Denying even the rationality of these
acts, this seemingly crazed teenager is a bit like a robotized version of “the
good housewife,” undoing the very methodical patterns demanded by a hegemonic
society, particularly a patriarchal one.
Having focused explicitly on the domain
of the woman, the kitchen and all it represents, the girl somewhat madly
giggles and laughs, repeating the words “Bang, Bang!” while lighting the stove.
We hear the hiss the gas only as we watch her through the mirror, one hand over
head, the other holding the flowers she has brought with her before the final
explosion results in the screen going black.
The only narrative explanation of her
acts might have existed in the letter upon which the camera has focused several
times and to which Akerman herself has given a special credence of place.
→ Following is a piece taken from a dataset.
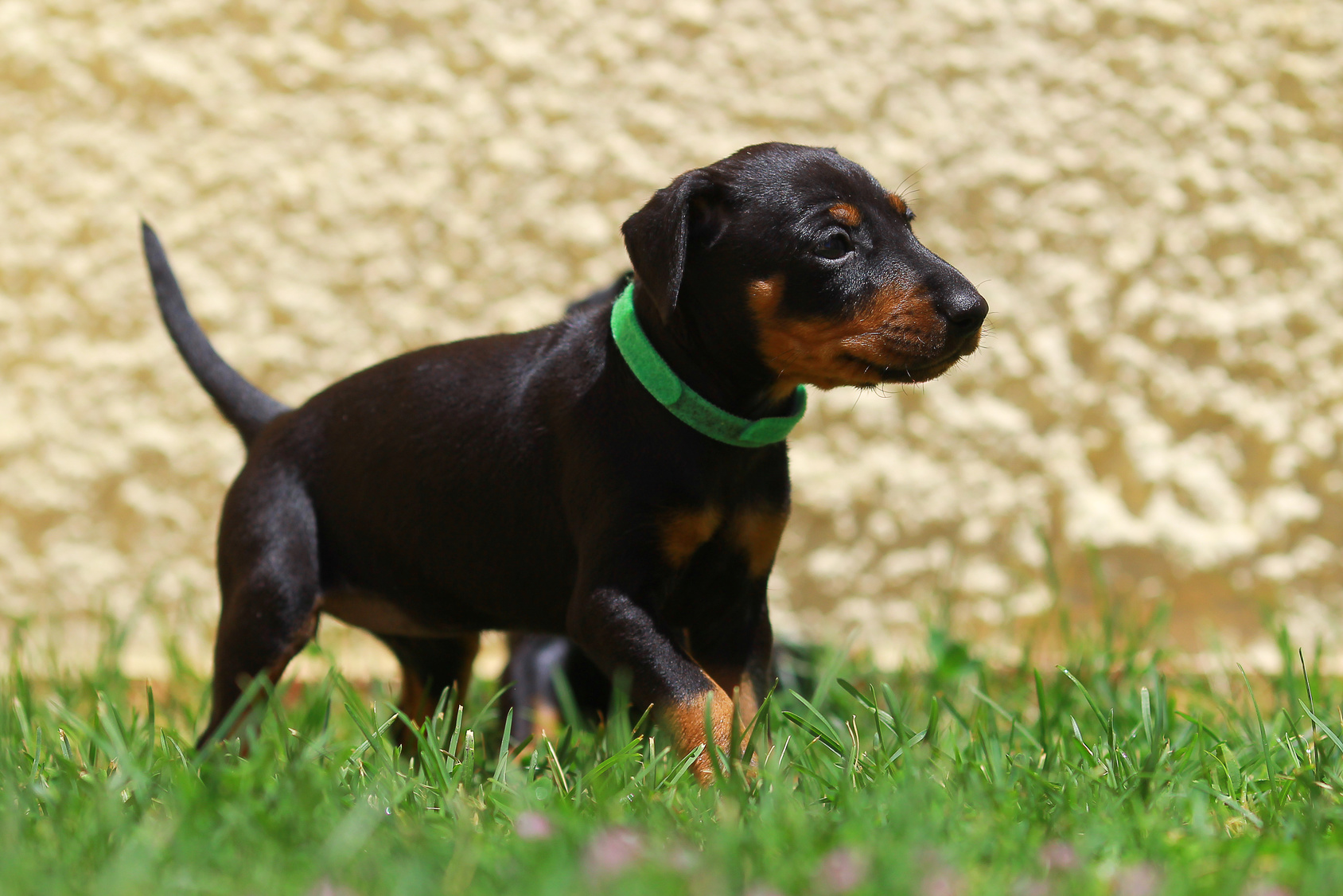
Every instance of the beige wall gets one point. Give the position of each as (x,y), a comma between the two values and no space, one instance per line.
(1149,193)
But to
create any imaginary narrative from that letter’s contents—a statement of love
abandoned or lost, a diaristic explanation of what has led her to destroy her
artificed world, or even a simple list of instructions of how to “blow her city
up”—would only make her revolutionary denial of all societal definitions of
what it means to be female meaningless. The letter itself, I would argue,
denies any narrational logic.
Unlike Scheherazade desperately trying to
appease her master with just one more nightly story, Akerman has openly refused
to allow any more attempts of explanation or myth-making. She has shattered all
conventions, including the actions represented in her film. She has blown up
not just the town, but her own recreation of a self.
Los
Angeles, August 31, 2020
Reprinted
from World Cinema Review (August 2020).